If I’m going to cry while reading a presidential biography, that usually happens when I get to the end. This book, by Howard Means, brought tears to my eyes at the beginning. It opens with a vivid, minute-by-minute description of the events of April 14 and 15, 1865. The assassination of Abraham Lincoln by the vile racist John Wilkes Booth was part of a conspiracy, with Booth as the ringleader, in which Vice President Andrew Johnson, Secretary of State William H. Seward, and General Ulysses S. Grant were all to be killed on the same night.
Lee had surrendered to Grant at Appomattox just days earlier, on April 9, effectively ending the Civil War, but the conspirators had somehow hoped that decapitating the leadership of the U.S government would throw everything into chaos, thus enabling the South to reignite the war. It was a far-fetched idea, which did not work out as planned and had disastrous consequences for everyone.
The Lincolns had invited Grant and his wife to accompany them to Ford’s Theater that fateful night, and their attendance together had even been published in newspapers. But the Grants declined the invitation at the last minute and departed by train on a family trip to New Jersey. Booth was a well-known actor who was able to gain access to the theater. He also knew the exact moments during “Our American Cousin” when the audience would laugh, thus helping him sneak into the presidential box to fire the fatal bullet. Meanwhile George Atzerodt, the guy who was supposed to kill Johnson at his room at Kirkwood House, did not show up. He spent time that night on a barstool and either got drunk and forgot, or simply chickened out. The author speculates that had Atzerodt found the courage to attack the belligerent Johnson that night, the confrontation would not have ended well for the attempted assassin.
Lewis Powell, however, did in fact show up to kill Seward, who had recently been in a carriage accident and was recuperating at home in bed.
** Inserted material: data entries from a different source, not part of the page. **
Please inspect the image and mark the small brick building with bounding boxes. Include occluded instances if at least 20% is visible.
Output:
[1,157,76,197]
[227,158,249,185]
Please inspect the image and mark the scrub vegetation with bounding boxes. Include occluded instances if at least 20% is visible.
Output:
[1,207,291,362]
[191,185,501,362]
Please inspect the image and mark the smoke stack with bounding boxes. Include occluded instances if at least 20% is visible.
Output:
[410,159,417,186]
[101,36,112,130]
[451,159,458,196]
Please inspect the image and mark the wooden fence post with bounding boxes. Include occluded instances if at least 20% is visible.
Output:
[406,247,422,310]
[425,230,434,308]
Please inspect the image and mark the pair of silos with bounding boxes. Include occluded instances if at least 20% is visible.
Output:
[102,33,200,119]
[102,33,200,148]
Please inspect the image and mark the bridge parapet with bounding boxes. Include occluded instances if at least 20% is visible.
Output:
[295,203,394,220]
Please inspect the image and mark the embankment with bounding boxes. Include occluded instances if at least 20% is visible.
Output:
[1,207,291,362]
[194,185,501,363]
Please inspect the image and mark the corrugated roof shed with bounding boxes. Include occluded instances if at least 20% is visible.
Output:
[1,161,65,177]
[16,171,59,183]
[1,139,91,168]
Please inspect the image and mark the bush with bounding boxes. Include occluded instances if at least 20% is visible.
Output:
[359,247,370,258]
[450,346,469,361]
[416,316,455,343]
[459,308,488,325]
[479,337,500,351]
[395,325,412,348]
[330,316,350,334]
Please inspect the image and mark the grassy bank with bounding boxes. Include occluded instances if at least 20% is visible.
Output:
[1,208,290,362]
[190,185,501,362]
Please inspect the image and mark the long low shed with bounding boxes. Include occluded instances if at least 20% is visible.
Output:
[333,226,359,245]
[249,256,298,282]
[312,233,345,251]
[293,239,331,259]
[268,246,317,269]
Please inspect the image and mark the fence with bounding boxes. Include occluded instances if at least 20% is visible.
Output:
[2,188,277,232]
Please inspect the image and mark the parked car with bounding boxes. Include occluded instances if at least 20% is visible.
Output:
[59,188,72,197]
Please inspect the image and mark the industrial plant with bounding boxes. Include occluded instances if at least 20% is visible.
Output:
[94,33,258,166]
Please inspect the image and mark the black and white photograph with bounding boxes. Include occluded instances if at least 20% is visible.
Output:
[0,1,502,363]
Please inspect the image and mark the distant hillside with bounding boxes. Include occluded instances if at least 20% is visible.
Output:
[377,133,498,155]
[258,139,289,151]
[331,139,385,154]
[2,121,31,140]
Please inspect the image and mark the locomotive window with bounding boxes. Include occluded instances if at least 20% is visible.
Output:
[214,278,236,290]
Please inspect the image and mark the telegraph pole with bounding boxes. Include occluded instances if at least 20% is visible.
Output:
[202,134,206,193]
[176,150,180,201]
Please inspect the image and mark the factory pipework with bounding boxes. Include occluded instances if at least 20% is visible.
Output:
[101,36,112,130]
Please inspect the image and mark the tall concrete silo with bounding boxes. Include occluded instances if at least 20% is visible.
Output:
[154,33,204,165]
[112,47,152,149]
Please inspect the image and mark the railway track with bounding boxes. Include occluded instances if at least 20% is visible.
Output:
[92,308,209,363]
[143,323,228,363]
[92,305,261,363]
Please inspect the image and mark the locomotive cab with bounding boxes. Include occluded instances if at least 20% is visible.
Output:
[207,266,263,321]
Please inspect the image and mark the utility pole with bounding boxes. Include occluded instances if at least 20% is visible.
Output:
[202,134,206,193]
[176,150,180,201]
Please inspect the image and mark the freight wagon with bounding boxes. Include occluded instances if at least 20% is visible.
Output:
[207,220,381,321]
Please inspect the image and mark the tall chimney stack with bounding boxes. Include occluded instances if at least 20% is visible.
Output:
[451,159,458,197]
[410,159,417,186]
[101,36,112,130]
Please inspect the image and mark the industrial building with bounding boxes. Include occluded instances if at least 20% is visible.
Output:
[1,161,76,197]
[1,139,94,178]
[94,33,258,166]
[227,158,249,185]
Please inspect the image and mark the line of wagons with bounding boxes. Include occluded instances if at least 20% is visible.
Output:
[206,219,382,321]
Powell showed up at the house and told family members that he was delivering medicine. When Seward’s son Frederick refused to let him upstairs, Powell pistol whipped him and stormed into the Secretary of State’s room. His gun had jammed, so he pulled a knife and stabbed Seward, in a grisly attack with blood everywhere, before fleeing on horseback. By some miracle, Seward survived the assassination attempt.
All this takes place in the first (and best) chapter of “The Avenger Takes His Place: Andrew Johnson and the 45 Days That Changed the Nation.” The title is taken from a line in a poem by Herman Melville, written in that era, which evokes the feelings many had at the time. Despite the “malice toward none” and “charity for all” that Lincoln had promised in his second inaugural, many wanted to see the South punished after the war. These sentiments were very real, as the author of “The Avenger” describes, by citing personal letters written at the time, quotes from newspaper editorials — and even descriptions of what preachers were saying to congregants in their sermons in churches.
While this book was definitely insightful, especially in describing the mood of the country at the time of Lincoln’s assassination and its aftermath, I still feel I could learn more about the 17th president — especially his dealings with Congress and his impeachment trial in the Senate. This book by Means is the second one I have read about Andrew Johnson. The other was by Annette Gordon-Reed. Both Means and Gordon-Reed make frequent references to an earlier biography, by Hans L. Trefousse, a copy of which I recently found at The Strand bookstore here in NYC. But I subsequently moved on to Ronald C. White’s excellent biography of Grant (with yet another book review coming very soon), and I am now taking a detour by reading the biography of yet another famous general. So I will return to Andrew Johnson at another time.